With the amount of evidence he discovered, Brown said, “If this was a court case and somebody was accused of murder… there is no way the person would get off.”

In another twist, Brown, other historians, and Finch and Tetreau argue that the Smithsonian is hamstrung by a long-standing contract with the Wright brothers to always assert that they were first in flight.

The Smithsonian paid $1 for the Wright airplane under the agreement that it would not “publish or permit to be displayed a statement or label in connection with or in respect of any aircraft model or design of earlier date than the Wright Aeroplane of 1903, claiming in effect that such aircraft was capable of carrying a man under its own power in controlled flight.”

In other words, said Brown, “The Smithsonian is never allowed to state that anyone flew before the Wright brothers. It’s right there in black and white…otherwise they lost their most valuable exhibit.”
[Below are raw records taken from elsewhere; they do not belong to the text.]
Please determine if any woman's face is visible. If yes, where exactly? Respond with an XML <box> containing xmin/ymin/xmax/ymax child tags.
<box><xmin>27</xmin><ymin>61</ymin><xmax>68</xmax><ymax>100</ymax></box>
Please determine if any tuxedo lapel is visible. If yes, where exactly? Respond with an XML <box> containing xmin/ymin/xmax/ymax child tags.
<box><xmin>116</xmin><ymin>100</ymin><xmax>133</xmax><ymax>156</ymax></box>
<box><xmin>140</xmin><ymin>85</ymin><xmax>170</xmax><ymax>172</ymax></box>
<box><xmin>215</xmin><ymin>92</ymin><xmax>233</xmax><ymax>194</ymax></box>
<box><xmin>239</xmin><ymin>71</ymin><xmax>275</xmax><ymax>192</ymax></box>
Jakab said the agreement has a complicated history, stemming partly from the fact that the Smithsonian at one time mis-labeled a different airplane as being the first in flight.

“The agreement says what it says, and it does exist,” Jakab said. But it would never stop the Smithsonian from becoming a “Whitehead supporter” should “credible evidence” present itself, he said.

Asked if he thought the museum could actually lose the Wright airplane if his position ever changed, he said, “We would have to see what would happen. That would be up to… the current heirs of the Wright family, and the people who control the Wright estate, and how they respond to that.”

Finch, Tetreau and Brown don’t buy Jakab’s claim to objectivity. They say the Smithsonian refuses to believe the truth, having built an empire around the Wright brothers — who Finch calls “part of the established elite,” thereby trumping the scrappy, poor industrial worker Gustave Whitehead.

“Because he was poor, and he didn’t have a publicist, and he moved around a lot…[he] was cheated by history,” Finch said.

“Until now.”

Correction: An earlier version of the story implied that Michael Tetreau is first selectman of Bridgeport. In fact, he is first selectman of Fairfield. The story has been amended to makes this clear.